Modeling spatial distribution of bark beetle susceptibility using the maximum entropy approach
Keywords:
Bark beetle, Ips sexdentatus, MaxEnt, Bioclimatic variablesAbstract
Bark beetles cause significant damage to forests, which are valuable natural resources. The
creation of susceptibility maps for bark beetles is a significant stage in the management and
reduction of bark beetle-related harm. The present investigation involved the development of
a susceptibility map for bark beetles, utilizing the Maximum Entropy (MaxEnt) model, a
machine learning technique, and incorporating 19 different bioclimatic climate variables.
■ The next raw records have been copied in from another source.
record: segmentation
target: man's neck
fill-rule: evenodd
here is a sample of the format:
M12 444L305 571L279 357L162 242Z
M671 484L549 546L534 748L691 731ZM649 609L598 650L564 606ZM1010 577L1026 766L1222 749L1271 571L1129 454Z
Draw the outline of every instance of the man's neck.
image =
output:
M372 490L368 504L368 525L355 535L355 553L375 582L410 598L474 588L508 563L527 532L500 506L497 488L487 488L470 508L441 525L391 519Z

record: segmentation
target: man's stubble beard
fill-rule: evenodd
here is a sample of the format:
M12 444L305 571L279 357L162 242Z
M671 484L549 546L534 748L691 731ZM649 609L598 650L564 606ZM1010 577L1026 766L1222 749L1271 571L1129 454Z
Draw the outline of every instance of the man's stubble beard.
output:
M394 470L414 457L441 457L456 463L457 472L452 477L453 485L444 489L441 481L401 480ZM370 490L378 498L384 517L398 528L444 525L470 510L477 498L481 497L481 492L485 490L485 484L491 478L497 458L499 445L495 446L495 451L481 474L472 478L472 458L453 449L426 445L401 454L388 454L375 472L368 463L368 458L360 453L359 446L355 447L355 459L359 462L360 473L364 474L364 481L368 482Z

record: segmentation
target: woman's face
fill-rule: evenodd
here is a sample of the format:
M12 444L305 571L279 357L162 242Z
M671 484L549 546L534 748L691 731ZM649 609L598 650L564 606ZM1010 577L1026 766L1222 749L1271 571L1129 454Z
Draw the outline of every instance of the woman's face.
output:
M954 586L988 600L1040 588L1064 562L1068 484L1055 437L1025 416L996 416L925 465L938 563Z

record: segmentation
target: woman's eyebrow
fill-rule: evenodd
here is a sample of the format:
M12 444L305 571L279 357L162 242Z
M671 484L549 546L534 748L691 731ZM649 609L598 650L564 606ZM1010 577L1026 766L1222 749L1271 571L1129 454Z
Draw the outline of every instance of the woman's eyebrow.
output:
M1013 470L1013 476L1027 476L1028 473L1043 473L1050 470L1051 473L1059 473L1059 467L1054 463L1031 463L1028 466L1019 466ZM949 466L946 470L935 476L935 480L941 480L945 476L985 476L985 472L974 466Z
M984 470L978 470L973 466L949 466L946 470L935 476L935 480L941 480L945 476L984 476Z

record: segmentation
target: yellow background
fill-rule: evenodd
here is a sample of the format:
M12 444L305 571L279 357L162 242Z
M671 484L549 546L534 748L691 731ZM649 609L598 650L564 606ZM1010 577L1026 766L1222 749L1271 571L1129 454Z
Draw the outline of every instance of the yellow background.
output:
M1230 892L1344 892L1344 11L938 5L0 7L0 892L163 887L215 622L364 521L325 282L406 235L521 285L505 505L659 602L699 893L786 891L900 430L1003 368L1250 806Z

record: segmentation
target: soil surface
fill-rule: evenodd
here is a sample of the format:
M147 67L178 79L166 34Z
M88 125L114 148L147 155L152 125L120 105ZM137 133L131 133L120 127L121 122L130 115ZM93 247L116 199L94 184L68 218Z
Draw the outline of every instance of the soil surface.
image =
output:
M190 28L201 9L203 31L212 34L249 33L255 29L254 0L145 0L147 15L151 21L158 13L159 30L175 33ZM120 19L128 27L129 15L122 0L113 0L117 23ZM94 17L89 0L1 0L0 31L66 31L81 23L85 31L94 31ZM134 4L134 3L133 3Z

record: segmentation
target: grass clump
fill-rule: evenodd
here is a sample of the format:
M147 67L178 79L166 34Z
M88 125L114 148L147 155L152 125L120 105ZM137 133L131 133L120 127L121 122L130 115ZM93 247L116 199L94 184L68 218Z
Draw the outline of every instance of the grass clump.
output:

The
model's accuracy was evaluated through receiver operating characteristic (ROC) analysis, and
the area under the curve (AUC) was computed to be 0.705. The MaxEnt model indicated that
the annual mean temperature (BIO 1) had the greatest impact on the susceptibility of bark
beetles. Categorization of bark beetles' susceptibility was delineated into four different
categories, namely low, moderate, high, and extreme. Based on the results, approximately 58%
of the study area included areas that exhibit vulnerability to bark beetle infestation. The
accuracy of the bark beetle susceptibility map, which was developed based on these results,
was found to be high and consistent with the observed bark beetle damage.